Just like many other Americans, you may be hesitant about buying a home because of the grave crisis brought about by foreclosures on families that lost their homes. And you’re right. Families should not take loans they can’t pay.
But what if you can afford to buy a home for your family now that prices have become affordable?
Even if you find you won’t be able to buy a home after confronting your concerns about home buying, you still gain something. You’ll be able to start making adjustments so you can buy a home for your family in just a few years.
But if you’re able to buy a home after proving you can sustain loan payments, then you’ll be giving your spouse and children the comfort they need to go through life with confidence.
One of the first things to confront your concerns is to dig into your finances and see if you can sustain monthly home loan payments. Of course, you already have an idea how much you can set aside for a mortgage if you’ve been able to save some amounts from your paychecks regularly.

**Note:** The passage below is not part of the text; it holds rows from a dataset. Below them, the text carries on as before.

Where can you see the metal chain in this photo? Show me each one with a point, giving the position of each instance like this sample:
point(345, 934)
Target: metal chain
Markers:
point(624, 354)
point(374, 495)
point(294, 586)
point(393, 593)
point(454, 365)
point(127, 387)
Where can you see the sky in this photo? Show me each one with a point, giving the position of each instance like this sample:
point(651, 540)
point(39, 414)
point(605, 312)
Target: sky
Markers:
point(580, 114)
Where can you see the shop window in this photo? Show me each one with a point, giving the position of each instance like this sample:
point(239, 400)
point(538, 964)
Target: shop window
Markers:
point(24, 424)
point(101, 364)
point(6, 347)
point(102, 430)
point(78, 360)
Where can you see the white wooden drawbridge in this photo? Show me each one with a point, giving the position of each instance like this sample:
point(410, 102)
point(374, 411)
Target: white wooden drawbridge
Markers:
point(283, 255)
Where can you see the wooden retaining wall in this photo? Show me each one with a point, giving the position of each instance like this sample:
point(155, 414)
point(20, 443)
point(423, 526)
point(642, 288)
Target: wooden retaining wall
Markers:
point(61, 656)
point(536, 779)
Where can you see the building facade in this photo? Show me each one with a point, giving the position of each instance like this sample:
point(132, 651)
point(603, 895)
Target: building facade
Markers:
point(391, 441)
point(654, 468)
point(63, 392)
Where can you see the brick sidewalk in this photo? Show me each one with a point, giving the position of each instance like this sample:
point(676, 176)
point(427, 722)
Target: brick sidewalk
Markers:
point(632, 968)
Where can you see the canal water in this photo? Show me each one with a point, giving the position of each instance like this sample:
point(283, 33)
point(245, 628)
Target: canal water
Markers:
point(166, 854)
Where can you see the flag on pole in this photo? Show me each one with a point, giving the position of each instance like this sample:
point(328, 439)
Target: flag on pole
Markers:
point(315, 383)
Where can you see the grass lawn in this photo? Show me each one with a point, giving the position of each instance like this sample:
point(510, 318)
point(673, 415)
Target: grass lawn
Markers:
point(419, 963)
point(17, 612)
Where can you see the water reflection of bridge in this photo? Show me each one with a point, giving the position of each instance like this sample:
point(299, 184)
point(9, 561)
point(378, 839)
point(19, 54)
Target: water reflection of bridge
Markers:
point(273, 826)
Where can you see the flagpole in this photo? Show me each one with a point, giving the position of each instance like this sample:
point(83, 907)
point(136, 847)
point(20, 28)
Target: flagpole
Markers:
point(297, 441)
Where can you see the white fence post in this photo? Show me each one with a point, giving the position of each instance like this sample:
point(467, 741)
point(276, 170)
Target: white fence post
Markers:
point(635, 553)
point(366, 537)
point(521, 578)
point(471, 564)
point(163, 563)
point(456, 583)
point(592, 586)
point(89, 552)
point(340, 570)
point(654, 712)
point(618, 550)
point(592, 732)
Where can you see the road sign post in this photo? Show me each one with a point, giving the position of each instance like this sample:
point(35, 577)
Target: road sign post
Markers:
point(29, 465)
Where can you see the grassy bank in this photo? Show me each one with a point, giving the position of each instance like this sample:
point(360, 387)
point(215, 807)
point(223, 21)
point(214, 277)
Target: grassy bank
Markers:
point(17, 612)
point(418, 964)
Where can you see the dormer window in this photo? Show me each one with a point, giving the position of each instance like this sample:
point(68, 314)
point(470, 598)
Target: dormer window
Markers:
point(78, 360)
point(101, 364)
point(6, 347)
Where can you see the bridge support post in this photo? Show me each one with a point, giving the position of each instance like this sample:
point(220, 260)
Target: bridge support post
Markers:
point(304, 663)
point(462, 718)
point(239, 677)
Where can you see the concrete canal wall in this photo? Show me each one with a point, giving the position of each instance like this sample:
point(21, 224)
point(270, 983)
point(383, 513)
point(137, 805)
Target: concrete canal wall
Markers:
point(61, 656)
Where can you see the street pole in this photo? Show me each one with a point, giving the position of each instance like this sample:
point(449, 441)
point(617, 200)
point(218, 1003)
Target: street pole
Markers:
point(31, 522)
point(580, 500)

There are three main areas they review when considering your loan application: debt-to-income ratio, credit report and down payment.
Debt-to-income ratio: This is the ratio of your total monthly debt payments to your total monthly income. Add your monthly debt payments, such as payment for your credit cards, car loans, appliance loans and student loans and then add your estimated monthly home loan payment.
You can get an estimate of your monthly home loan payment by looking at online listings of homes in your target area. These listings also provide estimated monthly payments.
If, for instance, your total monthly debt payments, including your estimated monthly home loan payment, add up to $2,000 and your total monthly income is $8,000, then your debt-to-income ratio is 25 percent. This ratio comes from dividing $2,000 by $8,000 and multiplying the result by 100 percent.
Since your ratio is far below the 36-percent ceiling of most banks, your application will certainly be approved barring no other reasons for disapproval.
Credit Score: This number that ranges from 300 to 850 indicates whether you’ve been paying your loan obligations faithfully on time. TransUnion, Equifax and Experian are the three agencies providing credit reports. If your credit score is below 620, you may have to improve it first before you’ll be approved for a home loan.
Down Payment: You may be required to pay a down payment of from 3.5 percent to 20 percent, depending on your credit score and other factors.
Benefit from Lower Home Prices and Mortgage Rates
Don’t wait too long for prices to go down further. They may already have reached their bottom. What’s more, mortgage rates may suddenly shoot up again.